Wash and pat dry all the eggplants.
Now Slit the eggplant in such a way to make one incision from the base side towards stem, but in such a way that from stem side it is still attached to stem. Similarly make another incision from other side so that it is divided into four parts which are still attached to stem. Likewise slit all eggplants
In a pan heat 2 tablespoons of oil and cook the eggplants in this oil till the flesh goes little limp and skin starts to crisp up.
Remove the eggplants from pan and place on a kitchen towel/paper napkin.
In another pan dry roast coconut, peanuts, sesame seeds and poppy seeds, dry roast for 5-6 minutes till they become fragrant.
Transfer this toasted mix to a blender, add 2-3 tablespoon of water and blend it to a fine paste.
Now take the same pan in which you cooked eggplant and add one more tablespoon of oil. Heat the oil and add mustard seeds and let them sizzle.

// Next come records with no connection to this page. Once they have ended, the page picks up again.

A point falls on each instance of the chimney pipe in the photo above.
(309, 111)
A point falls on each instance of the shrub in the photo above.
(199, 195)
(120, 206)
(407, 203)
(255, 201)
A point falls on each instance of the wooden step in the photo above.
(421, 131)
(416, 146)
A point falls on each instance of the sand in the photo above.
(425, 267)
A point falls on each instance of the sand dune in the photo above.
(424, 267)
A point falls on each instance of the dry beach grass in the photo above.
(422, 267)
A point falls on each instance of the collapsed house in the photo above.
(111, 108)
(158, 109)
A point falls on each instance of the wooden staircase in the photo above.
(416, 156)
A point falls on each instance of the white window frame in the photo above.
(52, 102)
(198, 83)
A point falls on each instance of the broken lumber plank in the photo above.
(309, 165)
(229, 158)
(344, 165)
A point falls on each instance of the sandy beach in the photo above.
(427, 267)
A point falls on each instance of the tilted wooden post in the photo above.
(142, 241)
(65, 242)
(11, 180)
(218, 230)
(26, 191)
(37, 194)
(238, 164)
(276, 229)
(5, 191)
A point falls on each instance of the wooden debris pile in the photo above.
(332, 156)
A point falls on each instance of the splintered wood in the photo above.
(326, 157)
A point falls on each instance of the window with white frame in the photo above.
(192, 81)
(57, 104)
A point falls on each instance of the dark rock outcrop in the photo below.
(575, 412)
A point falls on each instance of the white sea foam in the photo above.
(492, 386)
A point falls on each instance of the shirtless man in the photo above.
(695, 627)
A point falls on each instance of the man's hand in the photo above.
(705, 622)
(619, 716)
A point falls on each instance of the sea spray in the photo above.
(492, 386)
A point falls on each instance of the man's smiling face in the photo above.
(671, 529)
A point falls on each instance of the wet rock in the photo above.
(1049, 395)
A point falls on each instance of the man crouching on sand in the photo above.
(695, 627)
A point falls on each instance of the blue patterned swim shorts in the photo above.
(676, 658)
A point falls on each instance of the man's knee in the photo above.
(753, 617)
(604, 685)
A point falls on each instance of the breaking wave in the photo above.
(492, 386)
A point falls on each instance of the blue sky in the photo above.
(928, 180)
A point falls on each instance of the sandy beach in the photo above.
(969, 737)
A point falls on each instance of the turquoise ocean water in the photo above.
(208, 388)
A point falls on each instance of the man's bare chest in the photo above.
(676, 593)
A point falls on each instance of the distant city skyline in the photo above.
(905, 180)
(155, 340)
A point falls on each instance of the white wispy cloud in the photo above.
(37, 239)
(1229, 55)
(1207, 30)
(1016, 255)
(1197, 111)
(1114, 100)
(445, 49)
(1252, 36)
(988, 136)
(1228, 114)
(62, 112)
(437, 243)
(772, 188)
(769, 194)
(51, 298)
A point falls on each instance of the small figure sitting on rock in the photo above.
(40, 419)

Add chopped green chilli, grated ginger, chopped onions and cook till they are translucent.
Now add the dry spices, cumin powder, coriander powder and red chilli powder, turmeric. Also add salt to taste.
Add around ½ of water and cook for 2-3 minutes. Add half the quantity of coconut-peanut and poppy seed paste to the pan. and stuff half the paste into the slits you have made in baby brinjals.
Cook the paste for 5-6 minutes on low heat, add one or two tablespoon of water if you feel the paste might stick to bottom of the pan.
Now add the fried and stuffed eggplants to the gravy and mix. Add 2 cups of water, Cover and cook on low flame for 15-20 minutes.Keep stirring it in between.
Finally add jaggery and tamarind paste and stir it well. Top with fresh coriander leaves and serve the delicious baghare baingan with rice or flat breads.